Hacker News new | ask | show | jobs
by scottlamb 960 days ago
> 12 billion queries to process 5 million orders?

2,400 queries per order? That's not that crazy IMHO. There might be significant database fan-out on each click (depending on how they do geographic lookups, search ranking / synonyms / sponsored stuff, the repeat your last order features, whether the ranked search returns the full object or a reference that then has to be individually queried, etc.). There might be many clicks per order because people browse a lot (both to find a restaurant then to find dishes within the restaurant), leave reviews, poll for delivery status updates, etc.

2 comments

That's fair but that also suggests most actions hit the main database directly instead of caching layers. Possible, but somewhat unusual at this scale.
In quorum systems like CockroachDB, non-leaders provide tons of extra capacity for eventually consistent reads. [edit: maybe a bit less so in a big database because at any instant one machine should be a leader for some shards and non-leader replica for others.] It's not always worth the complexity of having a high-hit-rate cache in front of that. Maybe no cache is needed, or just one to mitigate the worst of the hot spots.
> 2,400 queries per order? That's not that crazy IMHO.
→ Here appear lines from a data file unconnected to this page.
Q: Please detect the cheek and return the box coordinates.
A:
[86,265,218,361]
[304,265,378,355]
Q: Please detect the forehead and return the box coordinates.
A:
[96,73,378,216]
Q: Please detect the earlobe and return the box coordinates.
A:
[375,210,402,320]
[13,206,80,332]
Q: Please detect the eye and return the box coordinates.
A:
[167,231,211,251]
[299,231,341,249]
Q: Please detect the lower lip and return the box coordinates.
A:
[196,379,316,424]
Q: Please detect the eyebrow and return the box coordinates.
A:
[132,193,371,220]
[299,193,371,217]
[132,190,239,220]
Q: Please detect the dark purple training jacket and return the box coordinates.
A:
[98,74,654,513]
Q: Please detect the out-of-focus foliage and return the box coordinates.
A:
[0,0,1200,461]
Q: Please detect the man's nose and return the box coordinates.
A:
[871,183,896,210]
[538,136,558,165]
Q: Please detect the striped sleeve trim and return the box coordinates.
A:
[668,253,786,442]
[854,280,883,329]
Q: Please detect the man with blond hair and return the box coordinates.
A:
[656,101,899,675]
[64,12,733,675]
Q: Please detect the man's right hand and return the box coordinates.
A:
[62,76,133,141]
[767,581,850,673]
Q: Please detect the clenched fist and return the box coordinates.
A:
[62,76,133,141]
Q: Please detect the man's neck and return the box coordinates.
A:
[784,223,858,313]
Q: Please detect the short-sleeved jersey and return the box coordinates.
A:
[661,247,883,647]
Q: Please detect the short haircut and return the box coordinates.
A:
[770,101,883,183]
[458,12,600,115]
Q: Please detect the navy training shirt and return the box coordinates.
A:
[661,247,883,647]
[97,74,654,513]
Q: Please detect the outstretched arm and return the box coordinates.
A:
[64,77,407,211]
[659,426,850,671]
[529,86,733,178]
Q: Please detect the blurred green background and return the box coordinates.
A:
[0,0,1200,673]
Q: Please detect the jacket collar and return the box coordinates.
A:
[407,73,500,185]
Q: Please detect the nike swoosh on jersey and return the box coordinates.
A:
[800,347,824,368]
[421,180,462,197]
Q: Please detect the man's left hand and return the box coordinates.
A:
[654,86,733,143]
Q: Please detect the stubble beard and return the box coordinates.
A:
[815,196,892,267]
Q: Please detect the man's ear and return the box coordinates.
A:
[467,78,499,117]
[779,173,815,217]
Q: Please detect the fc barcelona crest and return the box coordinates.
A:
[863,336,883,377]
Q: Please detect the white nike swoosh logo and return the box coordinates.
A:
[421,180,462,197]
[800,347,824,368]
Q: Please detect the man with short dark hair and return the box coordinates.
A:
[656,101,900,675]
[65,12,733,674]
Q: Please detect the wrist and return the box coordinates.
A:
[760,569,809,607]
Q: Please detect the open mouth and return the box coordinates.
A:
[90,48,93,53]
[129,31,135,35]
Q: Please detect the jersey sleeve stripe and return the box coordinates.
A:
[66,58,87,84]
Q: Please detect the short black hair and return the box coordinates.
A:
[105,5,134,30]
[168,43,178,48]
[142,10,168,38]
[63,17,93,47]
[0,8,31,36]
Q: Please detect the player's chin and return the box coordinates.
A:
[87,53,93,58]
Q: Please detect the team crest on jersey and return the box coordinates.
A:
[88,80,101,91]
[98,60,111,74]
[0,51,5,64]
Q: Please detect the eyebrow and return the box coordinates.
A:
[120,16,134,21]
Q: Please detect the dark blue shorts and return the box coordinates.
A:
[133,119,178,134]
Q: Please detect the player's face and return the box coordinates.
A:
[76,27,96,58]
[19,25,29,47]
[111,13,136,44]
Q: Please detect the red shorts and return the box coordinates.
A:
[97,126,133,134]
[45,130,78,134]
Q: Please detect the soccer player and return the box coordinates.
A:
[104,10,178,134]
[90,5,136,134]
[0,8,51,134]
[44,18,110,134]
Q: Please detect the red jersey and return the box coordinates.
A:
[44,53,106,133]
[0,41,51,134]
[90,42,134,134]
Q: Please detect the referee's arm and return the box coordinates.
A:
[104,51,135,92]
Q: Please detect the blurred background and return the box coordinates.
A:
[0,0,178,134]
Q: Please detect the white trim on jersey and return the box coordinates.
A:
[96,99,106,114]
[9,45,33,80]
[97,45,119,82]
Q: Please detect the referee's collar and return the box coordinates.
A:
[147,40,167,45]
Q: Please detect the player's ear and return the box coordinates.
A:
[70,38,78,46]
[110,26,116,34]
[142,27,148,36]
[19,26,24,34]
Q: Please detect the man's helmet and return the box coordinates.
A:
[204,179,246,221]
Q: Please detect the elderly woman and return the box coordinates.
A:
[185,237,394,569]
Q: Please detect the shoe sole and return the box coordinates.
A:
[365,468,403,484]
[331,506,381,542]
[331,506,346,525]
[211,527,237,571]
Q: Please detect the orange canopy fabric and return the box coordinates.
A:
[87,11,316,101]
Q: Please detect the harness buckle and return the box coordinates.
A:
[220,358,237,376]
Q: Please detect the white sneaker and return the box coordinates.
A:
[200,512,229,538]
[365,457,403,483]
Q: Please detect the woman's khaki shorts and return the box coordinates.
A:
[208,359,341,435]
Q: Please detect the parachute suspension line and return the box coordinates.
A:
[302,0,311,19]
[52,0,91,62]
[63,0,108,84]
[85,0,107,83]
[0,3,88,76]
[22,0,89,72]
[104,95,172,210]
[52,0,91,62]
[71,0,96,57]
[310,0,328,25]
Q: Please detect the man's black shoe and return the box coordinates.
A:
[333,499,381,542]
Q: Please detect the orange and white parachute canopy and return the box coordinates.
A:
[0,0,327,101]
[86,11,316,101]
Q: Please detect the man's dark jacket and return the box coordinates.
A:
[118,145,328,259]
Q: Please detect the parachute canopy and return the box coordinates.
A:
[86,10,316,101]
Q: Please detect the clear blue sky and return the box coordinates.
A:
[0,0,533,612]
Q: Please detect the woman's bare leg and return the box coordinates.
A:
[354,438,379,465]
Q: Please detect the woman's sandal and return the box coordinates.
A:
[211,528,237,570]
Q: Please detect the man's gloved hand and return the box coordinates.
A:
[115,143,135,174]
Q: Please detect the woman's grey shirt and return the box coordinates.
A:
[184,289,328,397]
Isn't that off by at least an order of magnitude though? It forces them to operate a much larger cluster than should be necessary.

> Isn't that off by at least an order of magnitude though?

No, for all the reasons I just said?

> It forces them to operate a much larger cluster than should be necessary.

How much machine cost and operational effort do you imagine they would save if they reduced the qps by a factor of 10 without changing the number of regions, number of tables, or size of the data? How much SWE time do you imagine that'd take to do and maintain?

I've run a global Paxos-based database that received two orders of magnitude more qps than this. It cost less than you're probably imagining. I sometimes hunted down silly queries, but mostly leader ops, and mostly to mitigate hot spots or as a quixotic latency reduction effort...overall, this was the cheapest layer of the system.

A query to a well-implemented OLTP database is not like a request to some Python/PHP/Ruby app.